Das Umlaufvermögen ist in der Bilanz gesondert gegliedert, da es sich schnell und sehr stark verändern kann. Im Gegensatz zum Anlagevermögen liegt das aber nicht an Abschreibungen – auch sind die Veränderungen erheblich deutlicher spürbar. Das Umlaufvermögen ist nämlich dafür gemacht, nur für einen kurzen Zeitraum wirklich in der Firma nutzbar zu sein. Die Veränderungen zu einem Bilanzstichtag können schnell und erheblich sein. Es handelt sich dabei um die Werte in einem Unternehmen, die entweder schnell für die Zahlung genutzt werden können oder zumindest Werte im Sinne der eigentlichen Produktion darstellen. Für die Bilanz wird daher auch das Umlaufvermögen in verschiedene Kategorien eingeteilt, um sich einen besseren Überblick zu verschaffen. Daher ist es auch notwendig, vorher eine Inventur des Warenbestands vorzunehmen. Das sind die Kategorien im Umlaufvermögen:

  • Forderungen. Sie stellen einen wichtigen Punkt in jedem Unternehmen dar, da es sich hier um unbezahlte Rechnungen der eigenen Kunden handelt. Sind es Werte, die erst in mehr als einem Jahr gültig werden, müssen sie gesondert ausgewiesen werden.
  • Die liquiden Mittel sind natürlich die klassischen Bestandteile im Umlaufvermögen. Dazu zählen Kassenbestände im gleichen Maße wie die Guthaben auf den Konten.
  • Nicht zuletzt sind auch die Waren und ihre Bestandteile ein Punkt im Umlaufvermögen. Auch die Ressourcen, die bald verarbeitet werden, spielen daher in das Umlaufvermögen hinein.
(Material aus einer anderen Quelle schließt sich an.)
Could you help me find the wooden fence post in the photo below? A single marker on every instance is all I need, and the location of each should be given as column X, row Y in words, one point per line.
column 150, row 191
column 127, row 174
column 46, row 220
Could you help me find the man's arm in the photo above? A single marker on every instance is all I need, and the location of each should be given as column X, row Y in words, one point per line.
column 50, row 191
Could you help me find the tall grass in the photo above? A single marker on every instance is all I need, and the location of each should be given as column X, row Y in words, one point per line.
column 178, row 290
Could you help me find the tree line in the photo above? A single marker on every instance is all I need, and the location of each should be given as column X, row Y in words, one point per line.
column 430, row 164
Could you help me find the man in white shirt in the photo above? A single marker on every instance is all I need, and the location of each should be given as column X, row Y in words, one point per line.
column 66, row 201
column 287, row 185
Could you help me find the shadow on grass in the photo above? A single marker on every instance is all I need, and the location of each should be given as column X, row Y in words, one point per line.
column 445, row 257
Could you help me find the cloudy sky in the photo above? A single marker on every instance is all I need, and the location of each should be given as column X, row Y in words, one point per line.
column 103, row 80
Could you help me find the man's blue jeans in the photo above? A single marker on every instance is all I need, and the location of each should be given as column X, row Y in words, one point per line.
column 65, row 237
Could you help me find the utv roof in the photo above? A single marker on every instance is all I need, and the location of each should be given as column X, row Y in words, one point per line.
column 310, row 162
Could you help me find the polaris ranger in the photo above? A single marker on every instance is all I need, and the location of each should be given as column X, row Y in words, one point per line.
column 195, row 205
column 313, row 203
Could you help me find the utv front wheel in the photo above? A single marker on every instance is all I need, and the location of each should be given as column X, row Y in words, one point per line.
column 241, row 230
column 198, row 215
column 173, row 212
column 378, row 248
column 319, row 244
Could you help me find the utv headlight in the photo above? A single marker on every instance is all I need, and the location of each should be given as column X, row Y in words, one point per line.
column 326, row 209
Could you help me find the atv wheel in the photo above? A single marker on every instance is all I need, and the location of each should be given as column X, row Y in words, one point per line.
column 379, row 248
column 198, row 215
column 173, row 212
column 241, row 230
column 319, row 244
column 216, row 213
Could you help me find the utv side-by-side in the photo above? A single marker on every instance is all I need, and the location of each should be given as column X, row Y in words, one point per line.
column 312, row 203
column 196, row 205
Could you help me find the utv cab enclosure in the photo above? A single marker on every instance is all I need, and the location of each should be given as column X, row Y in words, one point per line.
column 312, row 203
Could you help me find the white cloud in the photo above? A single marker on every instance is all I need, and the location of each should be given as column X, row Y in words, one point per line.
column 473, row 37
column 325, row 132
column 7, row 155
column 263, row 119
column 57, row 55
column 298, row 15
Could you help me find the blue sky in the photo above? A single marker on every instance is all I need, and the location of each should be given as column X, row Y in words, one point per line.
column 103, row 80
Mit diesen Kategorien lassen sich verschiedene Analysen durchführen, die bei der Bewertung des Unternehmens eine Rolle spielen.
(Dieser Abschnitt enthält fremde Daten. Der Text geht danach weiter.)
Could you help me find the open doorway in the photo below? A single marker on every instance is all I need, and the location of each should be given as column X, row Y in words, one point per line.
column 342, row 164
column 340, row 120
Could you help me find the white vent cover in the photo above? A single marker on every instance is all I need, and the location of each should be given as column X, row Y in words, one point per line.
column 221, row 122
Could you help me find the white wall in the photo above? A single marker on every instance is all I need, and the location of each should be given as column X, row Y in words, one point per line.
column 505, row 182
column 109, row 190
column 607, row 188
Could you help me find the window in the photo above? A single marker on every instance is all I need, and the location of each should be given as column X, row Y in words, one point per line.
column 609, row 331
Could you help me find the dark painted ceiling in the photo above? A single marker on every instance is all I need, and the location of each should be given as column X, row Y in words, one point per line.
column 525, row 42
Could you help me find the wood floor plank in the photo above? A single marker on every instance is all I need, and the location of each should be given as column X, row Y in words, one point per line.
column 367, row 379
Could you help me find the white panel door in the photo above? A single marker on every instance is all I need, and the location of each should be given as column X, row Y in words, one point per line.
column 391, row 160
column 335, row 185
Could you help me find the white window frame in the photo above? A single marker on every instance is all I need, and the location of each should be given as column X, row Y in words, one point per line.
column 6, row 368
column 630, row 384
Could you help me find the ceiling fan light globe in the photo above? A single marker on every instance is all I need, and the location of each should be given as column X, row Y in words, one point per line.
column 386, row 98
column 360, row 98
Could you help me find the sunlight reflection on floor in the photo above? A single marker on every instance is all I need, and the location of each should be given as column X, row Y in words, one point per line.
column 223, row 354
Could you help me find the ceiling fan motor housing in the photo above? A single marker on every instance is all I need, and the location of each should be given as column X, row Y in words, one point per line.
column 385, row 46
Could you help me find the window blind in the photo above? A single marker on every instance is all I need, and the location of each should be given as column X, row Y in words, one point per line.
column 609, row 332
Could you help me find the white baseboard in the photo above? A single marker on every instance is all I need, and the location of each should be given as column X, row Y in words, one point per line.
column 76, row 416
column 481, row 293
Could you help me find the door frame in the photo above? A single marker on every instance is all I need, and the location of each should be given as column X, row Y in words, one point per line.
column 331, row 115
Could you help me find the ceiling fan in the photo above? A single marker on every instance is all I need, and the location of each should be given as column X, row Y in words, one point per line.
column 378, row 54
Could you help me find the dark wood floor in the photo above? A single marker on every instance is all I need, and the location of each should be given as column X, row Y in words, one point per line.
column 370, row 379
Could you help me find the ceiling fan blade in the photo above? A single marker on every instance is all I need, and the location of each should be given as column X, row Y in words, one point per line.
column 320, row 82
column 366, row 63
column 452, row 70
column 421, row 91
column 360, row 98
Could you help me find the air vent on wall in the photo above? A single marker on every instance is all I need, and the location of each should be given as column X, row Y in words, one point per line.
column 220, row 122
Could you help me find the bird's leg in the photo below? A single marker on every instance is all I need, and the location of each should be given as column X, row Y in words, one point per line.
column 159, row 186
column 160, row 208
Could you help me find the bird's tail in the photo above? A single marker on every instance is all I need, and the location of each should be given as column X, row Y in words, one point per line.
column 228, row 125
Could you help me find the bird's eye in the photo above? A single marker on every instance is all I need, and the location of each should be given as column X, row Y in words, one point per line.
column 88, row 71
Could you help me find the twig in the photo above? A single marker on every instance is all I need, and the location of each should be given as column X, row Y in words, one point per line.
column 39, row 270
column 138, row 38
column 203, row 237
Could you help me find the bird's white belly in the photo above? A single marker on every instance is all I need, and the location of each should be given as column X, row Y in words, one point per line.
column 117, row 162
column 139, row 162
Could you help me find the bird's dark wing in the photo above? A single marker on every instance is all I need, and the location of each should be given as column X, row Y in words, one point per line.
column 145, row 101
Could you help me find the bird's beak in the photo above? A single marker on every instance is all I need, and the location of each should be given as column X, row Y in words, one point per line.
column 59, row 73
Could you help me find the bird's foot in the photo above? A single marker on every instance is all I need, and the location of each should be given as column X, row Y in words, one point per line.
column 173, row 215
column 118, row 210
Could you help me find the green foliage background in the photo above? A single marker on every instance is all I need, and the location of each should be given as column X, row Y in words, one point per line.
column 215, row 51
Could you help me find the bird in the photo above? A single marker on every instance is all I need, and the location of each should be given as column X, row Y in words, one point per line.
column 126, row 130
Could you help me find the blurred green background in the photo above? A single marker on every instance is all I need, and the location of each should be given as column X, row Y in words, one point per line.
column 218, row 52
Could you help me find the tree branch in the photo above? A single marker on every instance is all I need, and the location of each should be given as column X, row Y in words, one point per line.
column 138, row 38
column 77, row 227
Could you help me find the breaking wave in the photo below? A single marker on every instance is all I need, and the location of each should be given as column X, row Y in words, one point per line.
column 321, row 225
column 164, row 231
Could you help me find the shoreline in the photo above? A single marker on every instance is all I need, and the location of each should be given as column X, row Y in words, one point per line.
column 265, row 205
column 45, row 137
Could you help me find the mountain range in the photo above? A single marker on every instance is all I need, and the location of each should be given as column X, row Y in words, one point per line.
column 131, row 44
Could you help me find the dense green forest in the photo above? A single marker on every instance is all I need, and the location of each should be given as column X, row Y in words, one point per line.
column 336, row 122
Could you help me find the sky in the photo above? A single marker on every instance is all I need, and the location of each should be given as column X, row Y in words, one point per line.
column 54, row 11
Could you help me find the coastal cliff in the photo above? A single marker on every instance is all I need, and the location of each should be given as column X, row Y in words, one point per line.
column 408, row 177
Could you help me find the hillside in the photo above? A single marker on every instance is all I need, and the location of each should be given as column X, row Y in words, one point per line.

Die Bedeutung vom Umlaufvermögen

Wie bereits eingangs angesprochen, spielt das Umlaufvermögen bei der Bewertung von Firmen und ihrer Bilanz eine interessante Rolle. Das hat auch damit zu tun, dass das Geld sich grob in zwei Bereiche einteilen lässt: das arbeitende Kapital und das ruhende Kapital. Zwar kann sich ein Kontostand stark ändern – beispielsweise am Ende des Monats, wenn es zur Auszahlung von Gehältern kommt – aber normalerweise handelt es sich um ruhendes Geld, das auch Zinsen erzielen kann. Das arbeitende Kapital ist hingegen direkt in die Waren und den Ankauf von Rohstoffen investiert worden. In einem Supermarkt sind zum Beispiel alle Waren bezahlt, stellen aber noch keinen Gewinn dar, sondern erst wenn sie verkauft werden. Darum ist für das Umlaufvermögen auch weiterhin die Inventur ein wichtiges Werkzeug.